In order to get a dataframe that would fulfill the requirements of this project, I created two subsets. First, I removed all the observations with 4 stories and then all the observations with 4 bathrooms, to finally end up with the dataframe I will use: Housing3.
Housing2 = subset(Housing, stories != "4")
Housing3 = subset(Housing2, bathrms != "4")
Now when we set these variables to factors and check the levels we should be able to see the updated amount of levels.

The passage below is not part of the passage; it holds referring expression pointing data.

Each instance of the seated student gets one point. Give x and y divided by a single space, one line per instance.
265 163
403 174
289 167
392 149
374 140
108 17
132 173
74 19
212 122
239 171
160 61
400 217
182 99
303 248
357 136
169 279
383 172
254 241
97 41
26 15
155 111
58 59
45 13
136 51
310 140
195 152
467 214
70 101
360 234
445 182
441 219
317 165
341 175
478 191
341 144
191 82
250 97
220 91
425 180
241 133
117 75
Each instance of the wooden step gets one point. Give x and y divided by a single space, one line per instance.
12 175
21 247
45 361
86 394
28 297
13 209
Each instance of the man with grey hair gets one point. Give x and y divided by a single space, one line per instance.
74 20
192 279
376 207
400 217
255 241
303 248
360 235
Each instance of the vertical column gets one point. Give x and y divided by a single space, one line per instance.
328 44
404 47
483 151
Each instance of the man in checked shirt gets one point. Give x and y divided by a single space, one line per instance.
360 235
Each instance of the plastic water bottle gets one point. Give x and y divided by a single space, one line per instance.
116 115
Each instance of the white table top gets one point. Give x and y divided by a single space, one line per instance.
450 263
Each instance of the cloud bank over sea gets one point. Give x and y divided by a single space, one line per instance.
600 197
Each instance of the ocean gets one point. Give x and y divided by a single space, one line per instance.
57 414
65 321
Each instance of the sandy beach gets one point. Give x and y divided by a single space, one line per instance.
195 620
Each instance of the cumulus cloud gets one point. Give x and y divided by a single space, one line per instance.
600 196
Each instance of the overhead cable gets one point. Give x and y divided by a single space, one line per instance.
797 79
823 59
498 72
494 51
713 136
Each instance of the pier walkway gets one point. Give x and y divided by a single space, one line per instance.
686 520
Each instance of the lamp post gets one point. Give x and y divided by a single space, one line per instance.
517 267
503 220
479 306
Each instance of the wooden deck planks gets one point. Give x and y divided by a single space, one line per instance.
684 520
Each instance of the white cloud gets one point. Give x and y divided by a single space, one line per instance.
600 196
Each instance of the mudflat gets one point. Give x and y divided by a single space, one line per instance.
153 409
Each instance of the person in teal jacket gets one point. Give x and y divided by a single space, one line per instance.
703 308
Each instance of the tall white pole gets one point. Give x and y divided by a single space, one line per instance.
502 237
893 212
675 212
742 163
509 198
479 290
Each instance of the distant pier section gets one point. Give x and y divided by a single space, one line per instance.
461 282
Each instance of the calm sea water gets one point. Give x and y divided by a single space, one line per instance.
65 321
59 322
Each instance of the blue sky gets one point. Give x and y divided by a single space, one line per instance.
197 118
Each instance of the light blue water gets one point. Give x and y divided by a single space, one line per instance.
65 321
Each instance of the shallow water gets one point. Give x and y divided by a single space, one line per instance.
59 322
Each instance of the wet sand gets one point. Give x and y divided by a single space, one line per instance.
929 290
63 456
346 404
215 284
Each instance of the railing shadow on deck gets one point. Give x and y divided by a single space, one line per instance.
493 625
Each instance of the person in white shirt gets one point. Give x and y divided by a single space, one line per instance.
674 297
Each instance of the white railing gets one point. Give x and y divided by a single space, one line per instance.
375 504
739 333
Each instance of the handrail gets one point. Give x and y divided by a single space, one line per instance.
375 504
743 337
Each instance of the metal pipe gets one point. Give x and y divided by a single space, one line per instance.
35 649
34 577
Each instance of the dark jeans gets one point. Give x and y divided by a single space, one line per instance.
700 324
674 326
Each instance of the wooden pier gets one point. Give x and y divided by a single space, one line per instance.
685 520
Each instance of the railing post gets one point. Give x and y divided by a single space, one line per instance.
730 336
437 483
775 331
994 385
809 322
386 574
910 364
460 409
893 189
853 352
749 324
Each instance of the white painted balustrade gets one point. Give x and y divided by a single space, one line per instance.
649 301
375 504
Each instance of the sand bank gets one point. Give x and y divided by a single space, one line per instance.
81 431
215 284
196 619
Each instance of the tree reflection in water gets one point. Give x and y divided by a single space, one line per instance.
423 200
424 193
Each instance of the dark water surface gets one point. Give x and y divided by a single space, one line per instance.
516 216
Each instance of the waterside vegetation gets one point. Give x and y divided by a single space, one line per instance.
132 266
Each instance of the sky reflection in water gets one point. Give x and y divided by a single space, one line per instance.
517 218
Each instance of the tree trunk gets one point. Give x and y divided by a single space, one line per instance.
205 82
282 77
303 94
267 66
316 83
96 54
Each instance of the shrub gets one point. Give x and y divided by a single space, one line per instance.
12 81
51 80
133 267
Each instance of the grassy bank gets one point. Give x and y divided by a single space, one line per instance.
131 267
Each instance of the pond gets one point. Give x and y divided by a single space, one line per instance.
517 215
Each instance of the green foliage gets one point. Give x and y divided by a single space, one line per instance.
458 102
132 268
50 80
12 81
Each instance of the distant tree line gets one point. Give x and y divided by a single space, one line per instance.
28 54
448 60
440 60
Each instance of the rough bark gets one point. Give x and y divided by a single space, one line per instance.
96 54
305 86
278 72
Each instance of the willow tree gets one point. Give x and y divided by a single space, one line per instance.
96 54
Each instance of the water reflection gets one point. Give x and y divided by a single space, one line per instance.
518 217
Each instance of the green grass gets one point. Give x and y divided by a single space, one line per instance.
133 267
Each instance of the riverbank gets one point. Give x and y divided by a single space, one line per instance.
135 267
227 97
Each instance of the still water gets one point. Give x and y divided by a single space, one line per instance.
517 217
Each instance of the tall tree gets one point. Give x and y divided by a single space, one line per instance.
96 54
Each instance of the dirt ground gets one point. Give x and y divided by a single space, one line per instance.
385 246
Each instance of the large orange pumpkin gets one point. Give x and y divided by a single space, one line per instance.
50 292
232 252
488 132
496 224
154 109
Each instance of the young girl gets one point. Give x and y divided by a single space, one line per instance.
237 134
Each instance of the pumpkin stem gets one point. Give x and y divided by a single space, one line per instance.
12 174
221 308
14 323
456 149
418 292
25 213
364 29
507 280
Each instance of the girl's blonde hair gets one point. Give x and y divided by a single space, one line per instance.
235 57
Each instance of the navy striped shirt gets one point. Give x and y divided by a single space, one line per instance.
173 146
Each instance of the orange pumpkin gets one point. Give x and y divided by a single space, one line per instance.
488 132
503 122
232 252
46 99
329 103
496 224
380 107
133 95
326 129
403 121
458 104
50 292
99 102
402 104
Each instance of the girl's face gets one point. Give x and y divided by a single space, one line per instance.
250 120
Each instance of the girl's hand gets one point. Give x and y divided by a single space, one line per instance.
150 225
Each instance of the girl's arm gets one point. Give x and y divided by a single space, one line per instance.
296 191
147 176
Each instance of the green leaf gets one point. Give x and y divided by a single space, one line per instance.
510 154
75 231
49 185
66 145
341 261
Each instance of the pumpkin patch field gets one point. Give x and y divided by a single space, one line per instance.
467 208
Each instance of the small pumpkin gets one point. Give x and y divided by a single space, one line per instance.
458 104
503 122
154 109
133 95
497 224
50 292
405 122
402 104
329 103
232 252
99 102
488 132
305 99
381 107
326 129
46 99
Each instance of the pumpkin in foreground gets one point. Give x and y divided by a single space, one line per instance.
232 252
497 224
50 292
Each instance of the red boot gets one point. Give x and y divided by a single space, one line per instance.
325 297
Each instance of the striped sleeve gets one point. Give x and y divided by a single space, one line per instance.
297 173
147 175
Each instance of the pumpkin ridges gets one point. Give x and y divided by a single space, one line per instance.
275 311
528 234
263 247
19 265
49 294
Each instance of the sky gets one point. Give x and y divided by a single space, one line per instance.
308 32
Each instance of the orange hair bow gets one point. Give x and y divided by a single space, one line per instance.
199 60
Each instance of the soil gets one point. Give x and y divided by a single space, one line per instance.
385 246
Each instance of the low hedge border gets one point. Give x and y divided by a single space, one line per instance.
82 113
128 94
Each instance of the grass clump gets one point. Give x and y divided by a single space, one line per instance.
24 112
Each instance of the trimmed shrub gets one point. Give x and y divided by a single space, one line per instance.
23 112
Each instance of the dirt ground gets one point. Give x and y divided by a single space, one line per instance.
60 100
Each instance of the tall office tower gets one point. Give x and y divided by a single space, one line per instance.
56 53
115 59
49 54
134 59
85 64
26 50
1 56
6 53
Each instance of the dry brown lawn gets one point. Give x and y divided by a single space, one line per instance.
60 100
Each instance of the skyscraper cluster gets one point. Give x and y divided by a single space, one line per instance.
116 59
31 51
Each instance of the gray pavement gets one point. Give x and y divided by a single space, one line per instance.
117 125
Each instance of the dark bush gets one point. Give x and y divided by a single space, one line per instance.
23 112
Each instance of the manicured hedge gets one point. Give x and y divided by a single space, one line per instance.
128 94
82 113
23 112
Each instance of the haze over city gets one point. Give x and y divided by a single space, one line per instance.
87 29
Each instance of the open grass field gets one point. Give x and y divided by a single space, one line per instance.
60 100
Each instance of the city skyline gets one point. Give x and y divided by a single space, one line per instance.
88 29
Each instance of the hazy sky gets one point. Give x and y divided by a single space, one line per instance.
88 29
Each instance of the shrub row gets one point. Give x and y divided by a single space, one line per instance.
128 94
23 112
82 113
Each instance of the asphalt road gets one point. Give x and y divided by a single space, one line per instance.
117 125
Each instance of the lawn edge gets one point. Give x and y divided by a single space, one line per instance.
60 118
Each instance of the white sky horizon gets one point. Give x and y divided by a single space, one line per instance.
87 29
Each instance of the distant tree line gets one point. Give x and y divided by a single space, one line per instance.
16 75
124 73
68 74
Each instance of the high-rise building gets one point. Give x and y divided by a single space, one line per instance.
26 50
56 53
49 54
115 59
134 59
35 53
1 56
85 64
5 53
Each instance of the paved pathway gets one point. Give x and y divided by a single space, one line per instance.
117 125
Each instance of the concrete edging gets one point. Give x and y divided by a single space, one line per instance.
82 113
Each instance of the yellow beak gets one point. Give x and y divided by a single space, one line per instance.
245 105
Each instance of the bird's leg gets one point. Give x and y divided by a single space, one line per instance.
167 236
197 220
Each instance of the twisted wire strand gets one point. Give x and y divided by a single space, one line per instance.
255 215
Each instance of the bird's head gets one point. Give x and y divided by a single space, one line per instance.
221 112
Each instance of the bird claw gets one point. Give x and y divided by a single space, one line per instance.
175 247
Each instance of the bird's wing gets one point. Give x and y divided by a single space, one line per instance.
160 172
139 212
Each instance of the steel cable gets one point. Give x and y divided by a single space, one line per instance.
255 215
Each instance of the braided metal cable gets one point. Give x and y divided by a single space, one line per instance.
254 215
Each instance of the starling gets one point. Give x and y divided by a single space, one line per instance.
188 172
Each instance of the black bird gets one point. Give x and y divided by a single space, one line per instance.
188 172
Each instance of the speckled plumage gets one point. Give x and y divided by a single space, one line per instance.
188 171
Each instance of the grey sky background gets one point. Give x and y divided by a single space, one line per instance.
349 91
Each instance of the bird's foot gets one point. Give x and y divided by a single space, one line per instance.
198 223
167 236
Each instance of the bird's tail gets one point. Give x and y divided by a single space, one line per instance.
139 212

During this step for some reason R keeps the amount of levels the same as before so it is important to use the “droplevels” function.
Housing3$bathrms <- as.factor(Housing3$bathrms)
Housing3$stories <- as.factor(Housing3$stories)
levels(droplevels(Housing3$bathrms))
## [1] "1" "2" "3"
levels(droplevels(Housing3$stories))
## [1] "1" "2" "3"
There are two continuos variables in this dataframe; the sale price of the house in dollars, price, and the lot size of the property in square feet, lotsize.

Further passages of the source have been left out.